Prove that $\forall P$, $Q \in \mathbb{B}.$ $(P \Rightarrow Q) \Leftrightarrow(\neg P \vee Q)$ without using truth table
The grader says that my proof below is wrong: “To prove an iff statement, you should prove from two directions instead of cases. In this question, you need to prove $(P \Rightarrow Q) \Rightarrow (\neg P \vee Q)$ AND $(\neg P \vee Q) \Rightarrow (P \Rightarrow Q).$” I don't think that the grader is right about my approach. Is my proof correct or wrong?
To prove that $(P \Rightarrow Q)$ and $(\neg P \vee Q)$ are equivalent, we first consider the ways for the equivalence to fail; there are two such cases:
Case 1. Suppose that $(P \Rightarrow Q)$ is true and $(\neg P \vee Q)$ is false.
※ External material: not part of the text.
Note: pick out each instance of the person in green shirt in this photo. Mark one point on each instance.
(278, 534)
In this case, since $(\neg P \vee Q)$ is false, $Q$ and $\neg P$ must all be false, which means that $P$ is true. So, $P$ is true and $Q$ is false, which means that $(P \Rightarrow Q)$ is false, which contradicts our statement. So Case 1 is impossible.
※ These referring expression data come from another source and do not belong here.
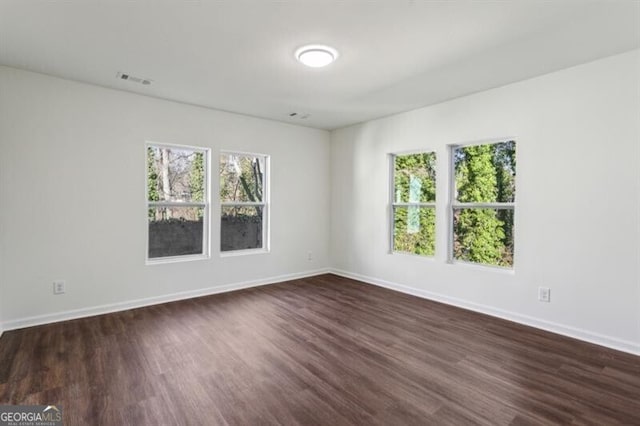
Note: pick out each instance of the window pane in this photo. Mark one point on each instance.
(414, 230)
(175, 174)
(483, 236)
(175, 231)
(486, 173)
(241, 178)
(241, 227)
(415, 178)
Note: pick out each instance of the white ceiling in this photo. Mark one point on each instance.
(237, 55)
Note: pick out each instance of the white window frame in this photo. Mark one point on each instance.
(266, 206)
(206, 205)
(455, 205)
(393, 204)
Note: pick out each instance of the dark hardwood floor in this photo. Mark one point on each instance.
(318, 351)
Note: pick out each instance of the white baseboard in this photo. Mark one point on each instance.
(132, 304)
(565, 330)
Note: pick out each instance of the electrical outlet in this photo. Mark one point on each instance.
(544, 294)
(58, 287)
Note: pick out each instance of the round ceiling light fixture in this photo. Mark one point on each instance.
(316, 55)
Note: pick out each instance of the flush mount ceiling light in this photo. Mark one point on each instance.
(316, 56)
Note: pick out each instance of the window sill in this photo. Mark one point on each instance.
(483, 267)
(245, 252)
(413, 255)
(176, 259)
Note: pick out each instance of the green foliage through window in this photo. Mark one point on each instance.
(414, 196)
(485, 182)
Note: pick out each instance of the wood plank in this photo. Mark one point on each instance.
(317, 351)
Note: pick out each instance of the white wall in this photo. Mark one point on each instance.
(72, 170)
(578, 200)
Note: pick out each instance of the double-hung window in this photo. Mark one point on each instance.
(177, 202)
(483, 183)
(413, 203)
(244, 199)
Case 2. Suppose that $(P \Rightarrow Q)$ is false and $(\neg P \vee Q)$ is true.
In this case, since $(P \Rightarrow Q)$ is false, we know that $P$ is true and $Q$ is false. So, $\neg P$ is false. Since both $\neg P$ and $Q$ are false, $(\neg P \vee Q)$ is false, which contradicts our statement. Thus, Case 2 is also impossible.
Since the only two cases for the equivalence to be false are impossible, we conclude that for all $P$, $Q \in \mathbb{B}.$ $(P \Rightarrow Q) \Leftrightarrow(\neg P \vee Q).$